Po bardzo dobrym meczu z Widzewem Łódź, Legia Warszawa pewnie nie tak wyobrażała sobie swój kolejny domowy mecz. Kosta Runjaić nie zdecydował się zmieniać zawodników, którzy wybiegli w piątkowy wieczór na murawę przy Łazienkowskiej. Jednak odnosiłem wrażenie, że bardzo dużo zawodników myślami było gdzieś zupełnie indziej, a na pewno nie na meczu z Górnikiem Zabrze. Goście postawili dość wysoko poprzeczkę, którą trzeba było przeskoczyć. Co prawda oba zespoły starały się grać wysokim pressingiem, aby odcinać wszelkie mozliwe korytarze do wyprowadzenia futbolówki i zmusić przeciwnika do błędu. Jednak zdecydowanie lepiej wychodziło to gościom, którzy atakowali Legię jako cały zespół, a nie jako jednostki.

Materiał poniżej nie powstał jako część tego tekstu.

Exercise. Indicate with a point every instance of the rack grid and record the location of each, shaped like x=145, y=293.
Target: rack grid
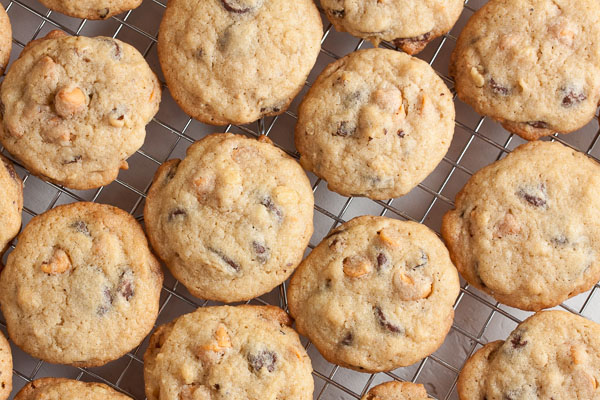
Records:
x=477, y=142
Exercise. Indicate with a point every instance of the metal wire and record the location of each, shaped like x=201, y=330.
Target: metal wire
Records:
x=478, y=141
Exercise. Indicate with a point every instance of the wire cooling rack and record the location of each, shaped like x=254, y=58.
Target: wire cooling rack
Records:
x=477, y=142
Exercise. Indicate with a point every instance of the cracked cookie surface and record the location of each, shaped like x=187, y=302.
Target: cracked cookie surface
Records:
x=11, y=202
x=81, y=287
x=75, y=108
x=551, y=355
x=91, y=9
x=409, y=24
x=235, y=61
x=5, y=368
x=397, y=391
x=526, y=229
x=67, y=389
x=505, y=64
x=232, y=219
x=375, y=123
x=375, y=294
x=237, y=353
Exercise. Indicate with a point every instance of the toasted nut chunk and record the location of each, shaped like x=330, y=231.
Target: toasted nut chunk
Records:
x=69, y=101
x=477, y=77
x=389, y=237
x=410, y=289
x=357, y=266
x=58, y=264
x=509, y=225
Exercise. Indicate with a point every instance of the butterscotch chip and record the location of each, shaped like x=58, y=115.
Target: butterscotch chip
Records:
x=81, y=286
x=264, y=357
x=391, y=316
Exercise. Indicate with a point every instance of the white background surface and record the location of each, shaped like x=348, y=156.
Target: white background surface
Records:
x=477, y=142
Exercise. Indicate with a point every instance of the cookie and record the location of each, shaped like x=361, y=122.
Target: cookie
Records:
x=379, y=116
x=91, y=9
x=81, y=287
x=235, y=61
x=75, y=108
x=218, y=353
x=11, y=202
x=376, y=294
x=231, y=220
x=5, y=368
x=551, y=355
x=505, y=64
x=409, y=24
x=5, y=39
x=67, y=389
x=397, y=391
x=526, y=229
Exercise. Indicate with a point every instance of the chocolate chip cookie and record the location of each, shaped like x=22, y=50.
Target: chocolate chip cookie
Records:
x=219, y=353
x=376, y=294
x=409, y=24
x=81, y=287
x=375, y=123
x=5, y=368
x=5, y=39
x=91, y=9
x=533, y=65
x=232, y=219
x=397, y=391
x=526, y=229
x=235, y=61
x=11, y=202
x=67, y=389
x=551, y=355
x=75, y=108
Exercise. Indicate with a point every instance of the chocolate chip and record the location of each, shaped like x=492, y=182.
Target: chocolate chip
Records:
x=400, y=42
x=103, y=13
x=538, y=124
x=498, y=89
x=344, y=129
x=517, y=341
x=126, y=286
x=267, y=201
x=262, y=252
x=107, y=299
x=381, y=260
x=384, y=323
x=81, y=227
x=234, y=6
x=348, y=339
x=227, y=260
x=534, y=200
x=178, y=212
x=72, y=160
x=263, y=359
x=571, y=98
x=338, y=13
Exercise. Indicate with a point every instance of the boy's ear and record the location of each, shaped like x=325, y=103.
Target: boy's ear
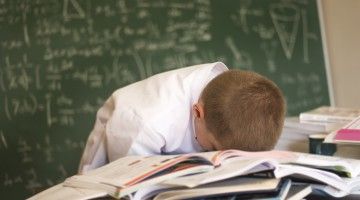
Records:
x=198, y=110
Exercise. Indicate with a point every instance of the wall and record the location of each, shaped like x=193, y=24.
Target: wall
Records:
x=342, y=26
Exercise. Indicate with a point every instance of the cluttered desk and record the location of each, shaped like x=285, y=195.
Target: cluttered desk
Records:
x=60, y=59
x=234, y=174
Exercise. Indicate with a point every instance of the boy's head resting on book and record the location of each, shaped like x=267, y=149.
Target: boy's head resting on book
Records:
x=239, y=110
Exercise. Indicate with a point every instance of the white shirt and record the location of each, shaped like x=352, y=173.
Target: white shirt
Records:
x=152, y=116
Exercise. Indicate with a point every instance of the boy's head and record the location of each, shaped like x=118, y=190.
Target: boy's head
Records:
x=239, y=110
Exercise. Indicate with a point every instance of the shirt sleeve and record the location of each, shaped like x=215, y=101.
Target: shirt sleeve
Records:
x=94, y=154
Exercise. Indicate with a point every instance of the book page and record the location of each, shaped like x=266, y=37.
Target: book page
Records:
x=307, y=173
x=232, y=167
x=347, y=165
x=61, y=192
x=231, y=186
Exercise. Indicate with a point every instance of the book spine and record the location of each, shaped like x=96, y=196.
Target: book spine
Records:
x=323, y=118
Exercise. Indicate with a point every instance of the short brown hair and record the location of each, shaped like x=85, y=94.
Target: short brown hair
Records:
x=244, y=110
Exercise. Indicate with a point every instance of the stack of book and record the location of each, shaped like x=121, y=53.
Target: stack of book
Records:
x=319, y=121
x=217, y=174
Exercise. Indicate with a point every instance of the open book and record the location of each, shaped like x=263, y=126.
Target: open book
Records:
x=329, y=114
x=125, y=176
x=238, y=188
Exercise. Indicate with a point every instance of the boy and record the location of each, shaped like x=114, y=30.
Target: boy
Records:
x=199, y=108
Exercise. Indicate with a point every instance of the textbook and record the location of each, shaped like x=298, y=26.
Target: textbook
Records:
x=329, y=114
x=348, y=134
x=238, y=188
x=127, y=175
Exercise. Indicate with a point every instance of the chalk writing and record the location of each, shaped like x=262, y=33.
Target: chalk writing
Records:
x=60, y=60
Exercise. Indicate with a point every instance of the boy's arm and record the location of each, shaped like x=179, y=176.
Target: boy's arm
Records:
x=94, y=154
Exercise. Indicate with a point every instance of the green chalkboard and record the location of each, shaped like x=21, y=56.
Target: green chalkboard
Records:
x=60, y=59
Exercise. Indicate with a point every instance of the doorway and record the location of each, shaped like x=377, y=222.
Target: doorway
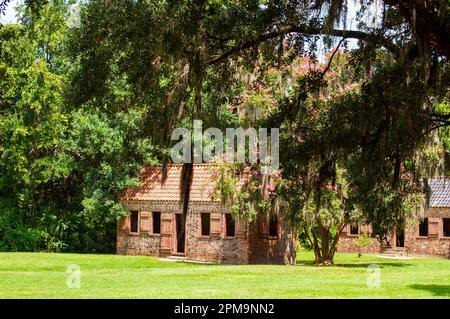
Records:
x=400, y=238
x=180, y=234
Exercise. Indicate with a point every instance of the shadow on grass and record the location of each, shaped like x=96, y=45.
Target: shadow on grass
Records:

W pewnych fragmentach pierwszej połowy można było dostrzec, że do pressingu na Górniku Zabrze podchodzą tylko Josue oraz Muci. Mimo że był wyraźny sygnał od jednego i drugiego, aby cały zespół zaangażował się w ich plan szybkiego odebrania piłki na połowie rywala. Górnik dzięki temu, że miał przewagę liczebną przy rozegraniu, na spokojnie wychodził z piłką z własnej połowy. Bardzo dobre wrażenie zrobił Robert Dadok, który świetnie wykorzystywał słabą dyspozycję Ihora Kharatina. Ukrainiec fatalnie ustawiał się w linii pomocy z Kapustką, dzięki czemu pomocnik Górnika miał mnóstwo przestrzeni pomiędzy liniami. Sam trener Runjaić po meczu nie ukrywał rozczarowania:

– Pierwsza połowa była katastrofalna. Zagraliśmy bardzo słabo. Górnik był agresywny, mocno nas atakował i dominował grę. Byłem negatywnie zaskoczony postawą zespołu. Przegrywaliśmy pojedynki, traciliśmy drugie piłki, nie potrafiliśmy utrzymać się przy futbolówce. Pozwoliliśmy na zbyt wiele Górnikowi, ale rywale zagrali bardzo dobrze – powiedział na konferencji pomeczowej  trener Kosta Runjaić.

***

Dało się odczuć, że wróciły demony z sezonu 2021, kiedy Legia zupełnie nie mogła odnaleźć swojego stylu gry. Zupełnie nie istniały skrzydła. Chociaż świetną sytuację po odebraniu piłki na połowie Górnika miał Paweł Wszołek. Skrzydłowy Legii zawahał się w pierwszym momencie, co zaważyło na całej akcji. W dalszej części nie wynikło już nic poważnego. Makana Baku? Był po prostu wpisany do protokołu meczowego.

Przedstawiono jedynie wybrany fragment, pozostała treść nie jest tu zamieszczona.